Re-implementation of SE block -- squeezing spatially and exciting channel-wise described in:
*Roy et al., Concurrent Spatial and Channel Squeeze & Excitation in Fully Convolutional Networks, MICCAI 2018*
"""

def __init__(self, num_channels):
"""
:param num_channels: No of input channels
"""
super(SpatialSELayer, self).__init__()
self.conv = nn.Conv2d(num_channels, 1, 1)
self.sigmoid = nn.Sigmoid()

def forward(self, input_tensor, weights=None):
"""
:param weights: weights for few shot learning
:param input_tensor: X, shape = (batch_size, num_channels, H, W)
:return: output_tensor
"""
# spatial squeeze
batch_size, channel, a, b = input_tensor.size()

if weights is not None:
weights = torch.mean(weights, dim=0)
weights = weights.view(1, channel, 1, 1)
out = F.conv2d(input_tensor, weights)
else:
out = self.conv(input_tensor)
squeeze_tensor = self.sigmoid(out)

# spatial excitation
squeeze_tensor = squeeze_tensor.view(batch_size, 1, a, b)
output_tensor = torch.mul(input_tensor, squeeze_tensor)
return output_tensor

class ChannelSpatialSELayer(nn.Module):
"""
Re-implementation of concurrent spatial and channel squeeze & excitation:
*Roy et al., Concurrent Spatial and Channel Squeeze & Excitation in Fully Convolutional Networks, MICCAI 2018, arXiv:1803.02579*
"""

def __init__(self, num_channels, reduction_ratio=2):
"""
:param num_channels: No of input channels
:param reduction_ratio: By how much should the num_channels should be reduced
"""
super(ChannelSpatialSELayer, self).__init__()
self.cSE = ChannelSELayer(num_channels, reduction_ratio)
self.sSE = SpatialSELayer(num_channels)

def forward(self, input_tensor):
"""
:param input_tensor: X, shape = (batch_size, num_channels, H, W)
:return: output_tensor
"""
#output_tensor = torch.max(self.cSE(input_tensor), self.sSE(input_tensor))
output_tensor = self.cSE(input_tensor) + self.sSE(input_tensor)
return output_tensor

## Results

The following results as provided in the paper showcase the efficacy of the scSE block used in different F-CNN architectures like U-Net, SD-Net and DenseNets on the MALC and Visceral Datasets for Medical Image Segmentation.

## Conclusion

scSE blocks were the first approach to successfully show the importance and benefits of applying channel wise and per-pixel attention operators in F-CNNs models.
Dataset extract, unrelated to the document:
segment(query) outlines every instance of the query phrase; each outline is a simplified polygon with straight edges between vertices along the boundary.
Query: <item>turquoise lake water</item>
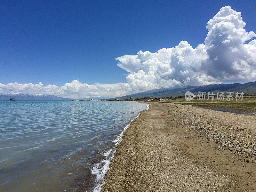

The results showcased are promising, however, are considerably computationally expensive due to the sSE branch applied. However, it boils down to the users giving it a try on their own dataset to understand the actual efficiency of the block in terms of the accuracy boost it provides as compared to the computational overhead added.